Entscheidungsstichwort (Thema)
Umsetzung eines Bahnbeamten unter Berücksichtigung seiner gesundheitlichen Beeinträchtigungen
Leitsatz (amtlich)
Trotz sachlichen Grundes für eine Umsetzung kann diese ermessensfehlerhaft sein, wenn sie für den Beamten mit gewichtigen Nachteilen verbunden ist, deren Verhinderung die Fürsorgepflicht fordert. Ist ein solcher Nachteil ersichtlich, hat der Dienstherr zu prüfen, ob der Beamte behördenintern so eingesetzt werden kann, dass dieser Nachteil nicht entsteht oder zumindest abgemildert werden kann. Hinsichtlich der Bahnbeamten ist “behördenintern” in diesem Zusammenhang so zu verstehen, dass davon der gesamte aus der ehemaligen Bundesbahn hervorgegangene Bahnbetrieb umfasst wird.
Tatbestand
I. Der Antrag ist zulässig.
1. Richtige Antragsgegnerin für das Begehren der Antragstellerin, zumindest zunächst der Umsetzung nach Schwerin nicht Folge leisten zu müssen, ist (nur) das Bundeseisenbahnvermögen.
Die Antragstellerin ist als Bahnbeamtin gemäß § 12 Abs. 2 Satz 1 Deutsche Bahn Gründungsgesetz (DBGrG) der Deutsche Bahn AG und nach der gemäß § 2 Abs. 1 DBGrG erfolgten Ausgliederung der Beigeladenen entsprechend § 23 DBGrG zugewiesen. § 1 Nr. 1 i.V.m. § 2 Satz 1 der Verordnung über die Zuständigkeit der Deutsche Bahn Aktiengesellschaft für Entscheidungen in Angelegenheiten der zugewiesenen Beamten des Bundeseisenbahnvermögens (DBAGZuStV) überträgt der Beigeladenen die Ausübung der beamtenrechtlichen Entscheidung über die Umsetzung der zugewiesenen Beamten, wenn sie mit einem Wechsel des Dienstortes verbunden ist. Dies führt jedoch nicht dazu, dass auch die Beigeladene als Dienstherr – und damit für diesen Antrag passiv legitimiert – der Antragstellerin gegenübertritt. Sie übt die Entscheidung über die weitere Verwendung der Beamten vielmehr für das Bundeseisenbahnvermögen aus, welches der alleinige Dienstherr der Antragstellerin bleibt. Der Anspruch der Antragstellerin auf rechtsfehlerfreie Entscheidung über ihren dienstlichen Einsatz richtet sich gegen das Bundeseisenbahnvermögen; dieses allein trägt die Verantwortung für die Einhaltung der beamtenrechtlichen Vorschriften (vgl. zu all dem BVerwG, Urt. v. 11.02.1999 BVerwGE 108, 274 und Beschl. v. 13.11.2002 Buchholz 11 Art. 143a GG Nr. 3).

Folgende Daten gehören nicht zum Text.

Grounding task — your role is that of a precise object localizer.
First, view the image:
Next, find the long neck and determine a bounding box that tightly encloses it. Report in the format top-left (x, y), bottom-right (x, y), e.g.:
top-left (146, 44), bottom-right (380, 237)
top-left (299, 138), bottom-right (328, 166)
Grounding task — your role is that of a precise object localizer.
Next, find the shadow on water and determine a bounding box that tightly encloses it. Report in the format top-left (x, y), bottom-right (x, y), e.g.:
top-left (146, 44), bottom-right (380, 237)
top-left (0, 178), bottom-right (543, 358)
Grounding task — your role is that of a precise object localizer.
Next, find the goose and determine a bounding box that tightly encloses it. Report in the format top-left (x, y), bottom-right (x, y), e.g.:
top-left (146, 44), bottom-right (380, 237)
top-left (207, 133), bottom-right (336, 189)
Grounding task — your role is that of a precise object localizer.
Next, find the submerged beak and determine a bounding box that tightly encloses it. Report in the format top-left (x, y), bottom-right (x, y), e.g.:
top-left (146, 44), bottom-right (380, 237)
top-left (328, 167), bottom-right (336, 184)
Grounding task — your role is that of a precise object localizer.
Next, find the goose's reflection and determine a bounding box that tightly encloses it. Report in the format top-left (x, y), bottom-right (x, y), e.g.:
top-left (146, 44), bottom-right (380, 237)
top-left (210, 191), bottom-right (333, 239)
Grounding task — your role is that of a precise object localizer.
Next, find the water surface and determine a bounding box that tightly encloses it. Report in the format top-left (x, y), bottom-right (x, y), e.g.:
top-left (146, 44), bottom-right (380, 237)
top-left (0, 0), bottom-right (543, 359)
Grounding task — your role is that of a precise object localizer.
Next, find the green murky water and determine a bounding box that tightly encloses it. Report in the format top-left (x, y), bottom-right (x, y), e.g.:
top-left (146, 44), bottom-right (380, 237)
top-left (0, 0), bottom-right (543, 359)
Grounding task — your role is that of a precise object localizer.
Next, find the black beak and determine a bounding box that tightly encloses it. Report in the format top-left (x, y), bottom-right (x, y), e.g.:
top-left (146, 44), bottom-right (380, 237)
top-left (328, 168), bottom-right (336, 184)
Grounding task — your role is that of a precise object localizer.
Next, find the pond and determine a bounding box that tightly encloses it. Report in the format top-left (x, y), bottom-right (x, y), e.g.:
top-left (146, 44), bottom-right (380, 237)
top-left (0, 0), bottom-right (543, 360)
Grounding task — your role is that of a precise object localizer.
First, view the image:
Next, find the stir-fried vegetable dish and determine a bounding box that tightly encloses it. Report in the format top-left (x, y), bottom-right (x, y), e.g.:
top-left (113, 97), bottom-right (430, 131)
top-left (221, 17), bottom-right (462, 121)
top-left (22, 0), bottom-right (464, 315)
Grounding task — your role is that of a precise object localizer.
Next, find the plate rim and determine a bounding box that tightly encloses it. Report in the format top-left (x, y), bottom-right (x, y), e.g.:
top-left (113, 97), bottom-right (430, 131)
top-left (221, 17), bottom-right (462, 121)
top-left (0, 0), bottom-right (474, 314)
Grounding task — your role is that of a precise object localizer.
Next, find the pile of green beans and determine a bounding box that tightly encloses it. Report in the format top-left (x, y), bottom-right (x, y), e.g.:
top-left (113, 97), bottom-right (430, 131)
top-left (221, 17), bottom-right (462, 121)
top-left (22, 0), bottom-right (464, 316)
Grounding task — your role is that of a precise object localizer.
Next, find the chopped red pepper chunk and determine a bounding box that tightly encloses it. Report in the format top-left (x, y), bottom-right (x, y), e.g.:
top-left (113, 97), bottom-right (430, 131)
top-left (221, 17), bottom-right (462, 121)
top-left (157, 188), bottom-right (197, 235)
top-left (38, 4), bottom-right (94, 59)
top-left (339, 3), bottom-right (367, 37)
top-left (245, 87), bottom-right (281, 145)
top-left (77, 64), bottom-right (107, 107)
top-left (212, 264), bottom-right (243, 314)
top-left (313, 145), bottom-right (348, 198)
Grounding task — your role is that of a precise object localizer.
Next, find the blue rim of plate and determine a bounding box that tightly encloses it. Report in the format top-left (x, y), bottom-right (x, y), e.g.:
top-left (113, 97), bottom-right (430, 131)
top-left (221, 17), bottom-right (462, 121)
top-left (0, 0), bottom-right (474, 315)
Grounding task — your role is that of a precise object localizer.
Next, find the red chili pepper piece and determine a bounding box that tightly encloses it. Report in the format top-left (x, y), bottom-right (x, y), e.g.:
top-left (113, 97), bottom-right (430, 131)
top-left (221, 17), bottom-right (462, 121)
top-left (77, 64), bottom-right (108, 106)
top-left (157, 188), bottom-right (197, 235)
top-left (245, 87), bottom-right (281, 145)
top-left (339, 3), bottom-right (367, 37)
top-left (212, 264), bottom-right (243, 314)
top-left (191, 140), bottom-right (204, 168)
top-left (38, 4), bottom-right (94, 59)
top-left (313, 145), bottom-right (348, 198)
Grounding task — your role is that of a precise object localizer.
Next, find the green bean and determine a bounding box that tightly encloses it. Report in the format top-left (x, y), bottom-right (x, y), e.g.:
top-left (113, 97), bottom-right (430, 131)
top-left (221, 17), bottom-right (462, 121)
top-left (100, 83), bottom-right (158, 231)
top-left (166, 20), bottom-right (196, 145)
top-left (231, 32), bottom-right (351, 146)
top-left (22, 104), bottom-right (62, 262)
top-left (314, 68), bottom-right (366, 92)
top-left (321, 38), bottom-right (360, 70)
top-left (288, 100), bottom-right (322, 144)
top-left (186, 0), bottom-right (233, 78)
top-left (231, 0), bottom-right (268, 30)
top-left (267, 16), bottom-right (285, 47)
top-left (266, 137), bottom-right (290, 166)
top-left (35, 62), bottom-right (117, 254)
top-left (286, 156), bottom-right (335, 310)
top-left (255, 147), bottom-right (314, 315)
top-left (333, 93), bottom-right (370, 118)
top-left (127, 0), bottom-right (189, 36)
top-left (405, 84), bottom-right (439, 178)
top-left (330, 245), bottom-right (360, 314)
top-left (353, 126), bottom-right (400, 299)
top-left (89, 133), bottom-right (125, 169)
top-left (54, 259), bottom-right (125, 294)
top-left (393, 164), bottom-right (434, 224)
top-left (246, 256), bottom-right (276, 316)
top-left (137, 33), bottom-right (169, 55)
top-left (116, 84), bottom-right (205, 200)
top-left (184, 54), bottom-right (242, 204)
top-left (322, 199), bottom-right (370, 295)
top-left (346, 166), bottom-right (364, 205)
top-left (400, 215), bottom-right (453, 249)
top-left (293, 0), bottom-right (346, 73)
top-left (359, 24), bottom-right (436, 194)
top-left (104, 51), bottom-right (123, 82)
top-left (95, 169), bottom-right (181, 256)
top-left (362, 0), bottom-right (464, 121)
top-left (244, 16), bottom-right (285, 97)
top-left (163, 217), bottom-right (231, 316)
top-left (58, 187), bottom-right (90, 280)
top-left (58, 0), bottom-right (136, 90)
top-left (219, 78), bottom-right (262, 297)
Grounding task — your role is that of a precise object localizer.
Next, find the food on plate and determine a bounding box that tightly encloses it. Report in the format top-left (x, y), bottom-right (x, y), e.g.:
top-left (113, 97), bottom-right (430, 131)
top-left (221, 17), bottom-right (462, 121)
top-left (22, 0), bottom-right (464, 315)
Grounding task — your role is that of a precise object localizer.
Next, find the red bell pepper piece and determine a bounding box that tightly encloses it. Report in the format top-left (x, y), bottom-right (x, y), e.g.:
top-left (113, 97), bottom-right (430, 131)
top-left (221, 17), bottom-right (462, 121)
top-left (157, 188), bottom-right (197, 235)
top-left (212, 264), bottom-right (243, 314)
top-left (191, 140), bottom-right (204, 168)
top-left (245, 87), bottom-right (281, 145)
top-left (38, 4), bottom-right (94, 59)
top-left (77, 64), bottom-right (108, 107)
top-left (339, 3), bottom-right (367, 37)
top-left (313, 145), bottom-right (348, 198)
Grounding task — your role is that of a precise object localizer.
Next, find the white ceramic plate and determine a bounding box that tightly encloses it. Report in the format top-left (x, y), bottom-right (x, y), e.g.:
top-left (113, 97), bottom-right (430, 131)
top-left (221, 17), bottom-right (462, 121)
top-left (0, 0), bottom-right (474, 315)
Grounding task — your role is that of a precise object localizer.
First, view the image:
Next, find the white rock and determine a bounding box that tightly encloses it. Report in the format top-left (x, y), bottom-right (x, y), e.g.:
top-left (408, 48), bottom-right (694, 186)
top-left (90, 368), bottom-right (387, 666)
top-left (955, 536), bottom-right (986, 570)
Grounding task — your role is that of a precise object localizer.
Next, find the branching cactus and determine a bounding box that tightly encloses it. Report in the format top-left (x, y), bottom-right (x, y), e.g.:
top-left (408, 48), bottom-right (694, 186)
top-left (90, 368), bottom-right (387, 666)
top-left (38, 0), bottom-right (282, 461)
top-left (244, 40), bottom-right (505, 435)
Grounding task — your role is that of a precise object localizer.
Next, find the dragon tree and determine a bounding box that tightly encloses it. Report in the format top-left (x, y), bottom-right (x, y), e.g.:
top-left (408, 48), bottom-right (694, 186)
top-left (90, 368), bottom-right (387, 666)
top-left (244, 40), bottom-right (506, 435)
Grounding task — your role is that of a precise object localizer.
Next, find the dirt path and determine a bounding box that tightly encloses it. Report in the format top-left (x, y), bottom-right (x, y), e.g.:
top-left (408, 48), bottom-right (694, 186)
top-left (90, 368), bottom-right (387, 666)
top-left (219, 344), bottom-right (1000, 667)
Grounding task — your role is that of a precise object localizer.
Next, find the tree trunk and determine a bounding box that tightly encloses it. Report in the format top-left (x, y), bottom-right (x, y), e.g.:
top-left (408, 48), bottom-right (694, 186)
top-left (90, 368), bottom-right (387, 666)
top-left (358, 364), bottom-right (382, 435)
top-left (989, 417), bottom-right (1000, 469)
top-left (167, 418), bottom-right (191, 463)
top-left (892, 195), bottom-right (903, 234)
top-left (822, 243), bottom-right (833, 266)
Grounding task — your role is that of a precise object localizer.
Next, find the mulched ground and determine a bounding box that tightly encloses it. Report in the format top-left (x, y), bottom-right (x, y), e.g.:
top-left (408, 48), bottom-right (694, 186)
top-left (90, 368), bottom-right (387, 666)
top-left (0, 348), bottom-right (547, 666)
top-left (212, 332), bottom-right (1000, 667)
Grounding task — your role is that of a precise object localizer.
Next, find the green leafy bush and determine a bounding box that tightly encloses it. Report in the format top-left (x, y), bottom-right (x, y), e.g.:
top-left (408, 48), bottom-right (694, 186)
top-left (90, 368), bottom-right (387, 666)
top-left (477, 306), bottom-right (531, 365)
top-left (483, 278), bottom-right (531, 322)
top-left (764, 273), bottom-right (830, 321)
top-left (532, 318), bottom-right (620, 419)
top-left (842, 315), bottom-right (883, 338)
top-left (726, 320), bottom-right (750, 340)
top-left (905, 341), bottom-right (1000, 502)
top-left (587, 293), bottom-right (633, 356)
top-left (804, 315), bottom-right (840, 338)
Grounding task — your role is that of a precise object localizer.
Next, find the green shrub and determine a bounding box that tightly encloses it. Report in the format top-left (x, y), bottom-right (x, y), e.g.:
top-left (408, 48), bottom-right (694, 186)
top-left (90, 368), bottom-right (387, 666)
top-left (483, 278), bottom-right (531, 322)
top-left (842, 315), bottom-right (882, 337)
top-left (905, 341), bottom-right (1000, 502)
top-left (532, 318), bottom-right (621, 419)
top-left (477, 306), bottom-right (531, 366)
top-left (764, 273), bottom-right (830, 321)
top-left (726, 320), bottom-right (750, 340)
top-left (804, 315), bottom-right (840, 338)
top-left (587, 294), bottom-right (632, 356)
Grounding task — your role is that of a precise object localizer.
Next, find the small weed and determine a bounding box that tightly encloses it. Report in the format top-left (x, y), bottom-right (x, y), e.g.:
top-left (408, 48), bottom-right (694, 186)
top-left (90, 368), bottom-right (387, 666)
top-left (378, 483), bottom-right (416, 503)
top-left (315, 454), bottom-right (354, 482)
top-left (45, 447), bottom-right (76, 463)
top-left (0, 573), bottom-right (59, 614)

2. Der Antrag ist bei der gemäß § 88 VwGO gebotenen Auslegung des Begehrens auch statthaft.
Zwar handelt es sich bei der gegenüber der Antragstellerin ergriffenen Maßnahme nicht um eine Versetzung, denn weder das Amt noch die Beschäftigungsbehörde oder auch nur die aus der Deutsche Bahn AG ausgegliederte GmbH der Dienstzuweisung ändern sich. Nach gefestigter Rechtsprechung des Bundesverwaltungsgerichts fehlt einer derartigen Umsetzung der Charakter einer Regelung mit Außenwirkung; sie ist deshalb kein Verwaltungsakt (vgl. nur BVerwGE 60, 144). Auch wenn nach § 126 BRRG gleichwohl ein Vorverfahren durchzuführen ist, führt dies nicht dazu, dass die Anordnung der aufschiebenden Wirkung des Widerspruchs nach § 80 Abs. 5 VwGO beantragt werden könnte (vgl. Finkelnburg/Jank Vorläufiger Rechtsschutz im Verwaltungsstreitverfahren 4. Auflage 1998 S. 98). Der Antrag der anwaltlich nicht vertretenen Antragstellerin ist aber als auf den Erlass einer einstweiligen Anordnung, dass die Antragstellerin vorläufig der Umsetzung nicht Folge zu leisten braucht, auszulegen und zulässig.
Entscheidungsgründe
II. In dieser Gestalt ist der Antrag auch begründet. Die Antragstellerin hat mit hoher Wahrscheinlichkeit glaubhaft gemacht, dass die Entscheidung, sie zum Call-Center nach Schwerin umzusetzen, rechtswidrig ist. Angesichts der gesundheitlichen Belastungen der Antragstellerin liegt auch ein Anordnungsgrund vor.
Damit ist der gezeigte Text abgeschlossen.